Months folded together like feathers in an ostrich’s tail – impossible to tell one from the other. And my unhappiness and impatience grew even greater.
Many nights I lay in the bed, broad as several donkey’s carts, in the soft English darkness, so exotic, so foreign, and I smelt again the hot brown perfume of rain as it splits the baking desert dust; I heard the rustling music of the busy dung beetle, putting his shoulder to the wheel of his pungent cargo and rolling it roundly home. I would feel in my heart the approach of the springbuck in the hunting season, with little lady steps, perfect on its tiny toes, closer and closer, until it was within bowshot, and its heart began beating in my chest.
And I could not bear it. I told my friends, the grounded Bishop and his dark-haired, delectable daughter, that I would sleep no longer under their roof. I begged them to understand my feelings. I would hang my grey suit in their cupboard; my boots would sit in their keeping; they would safeguard my cardboard suitcase full of treasures until such time as I set off for London. I would take my loin flap, my bow and arrow, my good broad hat and pitch camp in the garden, under the apple tree. A couple of strips of corrugated iron would do very well, a hollow for my hips scooped from the soft earth, a nightly fire over which I would cook whatever I caught in the fields.

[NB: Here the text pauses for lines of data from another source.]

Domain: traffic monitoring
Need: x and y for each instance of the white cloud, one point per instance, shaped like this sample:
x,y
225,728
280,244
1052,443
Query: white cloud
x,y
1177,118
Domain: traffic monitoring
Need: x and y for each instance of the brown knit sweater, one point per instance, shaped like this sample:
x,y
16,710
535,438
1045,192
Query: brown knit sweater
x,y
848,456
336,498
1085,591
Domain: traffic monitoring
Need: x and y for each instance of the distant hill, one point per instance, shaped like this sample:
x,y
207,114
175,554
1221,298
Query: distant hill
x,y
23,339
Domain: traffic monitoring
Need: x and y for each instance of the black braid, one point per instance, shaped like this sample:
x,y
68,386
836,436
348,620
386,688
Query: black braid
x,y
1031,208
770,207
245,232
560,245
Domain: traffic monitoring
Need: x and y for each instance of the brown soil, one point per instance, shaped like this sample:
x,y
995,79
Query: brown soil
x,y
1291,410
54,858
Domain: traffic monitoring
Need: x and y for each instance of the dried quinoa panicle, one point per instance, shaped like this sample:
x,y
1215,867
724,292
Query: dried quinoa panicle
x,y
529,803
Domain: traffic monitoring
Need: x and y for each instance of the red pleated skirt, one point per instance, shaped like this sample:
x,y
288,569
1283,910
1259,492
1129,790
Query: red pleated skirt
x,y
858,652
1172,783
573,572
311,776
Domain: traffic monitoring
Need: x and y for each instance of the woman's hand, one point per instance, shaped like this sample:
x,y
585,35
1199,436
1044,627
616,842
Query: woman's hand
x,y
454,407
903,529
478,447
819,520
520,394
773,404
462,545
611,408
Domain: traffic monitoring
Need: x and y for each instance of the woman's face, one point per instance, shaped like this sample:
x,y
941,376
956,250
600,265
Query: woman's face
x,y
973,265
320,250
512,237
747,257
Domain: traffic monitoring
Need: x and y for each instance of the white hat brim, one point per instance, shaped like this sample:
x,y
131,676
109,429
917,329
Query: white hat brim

The Bishop tried to dissuade me, but I told him, speaking very frankly, that it did not much soothe me to be told that the men of Little Musing were now quite over their anger at the death of the child; that none were readier than the people of those parts to forgive and forget; that they were not the sort of folk who bore grudges; and that the warming process was now back on track. I preferred to fix the sun above my head by day and the sky on my back by night and to study the lives of these Remote-area Dwellers from a secure distance.
I had still that nagging, unprovable, yet irresistible feeling that I was being secretly watched; if this were indeed so, I wished to face my observer on the terrain of my choosing, and not walled up in the breathless confines of an English cottage.
The effects of this move outdoors were twofold, and surprising. First, Beth, announcing that she too was giving up the indoor life, pitched a small blue tent at the other end of the garden and began to mimic my life, right down to her clothing, which now consisted of a small skirt, sandals and the deliberate removal of everything else, so that her very good breasts, formerly so strangled, now showed clearly by day and by night, to the astonishment of the neighbours and passing natives. Beth announced that she was adopting the dress of the Red People and asked if there was some special ornament or substance she might add to the very fine figure she already presented. I said that, truly, I could think of nothing – except perhaps a layer of sheep’s fat, for this, traditionally, contributed lustre to the women of the Red People. Being in good sheep country, this was easily arranged.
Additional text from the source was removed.